Each mother receives a bag with a baby book, an instructional videotape, a comprehensive childhood resource guide and information on breast feeding, immunization, postpartum depression and finding daycare.
The Target grant, coupled with funds from the Coors Foundation, assures that Warm Welcome will be up and running throughout 2004.
“This is a great support to us,” Carlson said, waving a red and white scarf at a reception in Breckenridge. “I love Target.”
FIRC was one of several Summit County nonprofit organizations at the Silverthorne Target’s Evening of Giving, during which store officials announced more than $86,000 in grants, employee payroll contributions, product donations and volunteer hours.
“Target has been giving back to the community since 1962,” said Gaye Melton, Target spokeswoman. “It’s not something we do. It’s who we are.”
According to Melton, Target contributes more than $2 million a week to education, the arts and social services programs in communities that house its stores.
Among this year’s Summit County recipients are the Summit Foundation, Keystone Science School, Summit County Libraries, the Lake Dillon Performing Arts Foundation, the Summit Historical Society and the Summit School District.
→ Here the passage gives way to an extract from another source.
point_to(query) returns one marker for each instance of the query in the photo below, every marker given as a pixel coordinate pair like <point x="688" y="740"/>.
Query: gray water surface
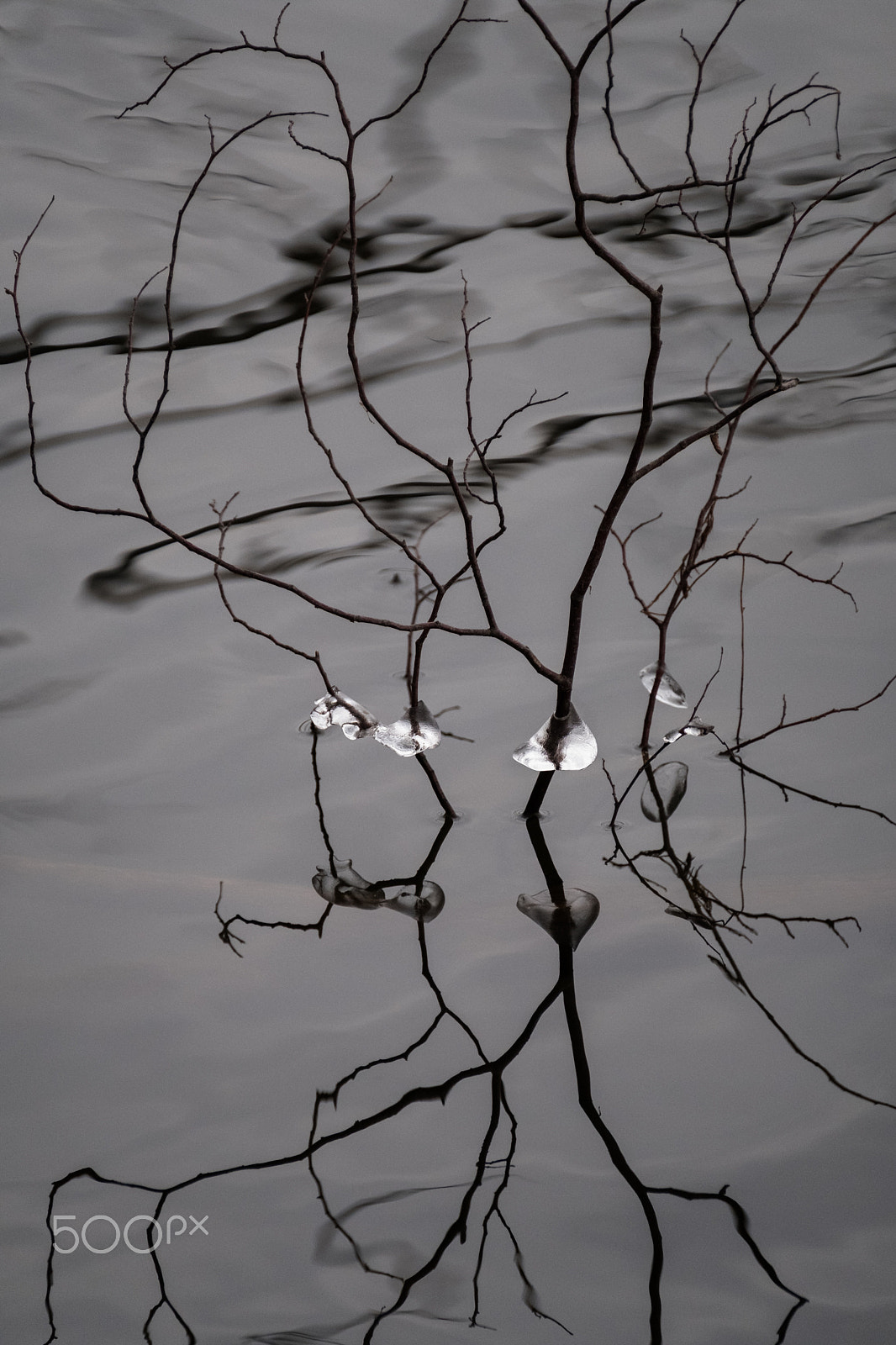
<point x="155" y="766"/>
Through a payroll deduction program, employees of the Silverthorne Target give regular contributions to the Summit Foundation, a local foundation that supports nonprofits in Summit County and surrounding areas.
Since Target’s opening in March, employees have set aside $8,500 of their pay for the organization.
“For a first-year program to donate $8,500 is tremendous,” said Deb Edwards, executive director of the Summit Foundation. “We honor Target’s giving philosophy. In terms of having them in our community, they’re a great partner for a lot of organizations.”
Through Target’s Take Charge of Education program, the store has contributed about $7,000 to area schools since its opening.
Whenever a shopper uses his or her Target Visa, the store donates 1 percent of the purchase amount to a K-12 school chosen by the customer.
In addition to its financial donations, Target encourages its employees to contribute their time.
Since March, local Target workers have logged about 1,500 volunteer hours, mostly through Habitat for Humanity projects, including a new home for one of the store’s employees.
Store manager Bill Kelt said it makes sense for the store to give back to the community.
“These nonprofit organizations help our team members,” Kelt said. “The economy is not strong, and the need for funding has made it more important for us to support their work.”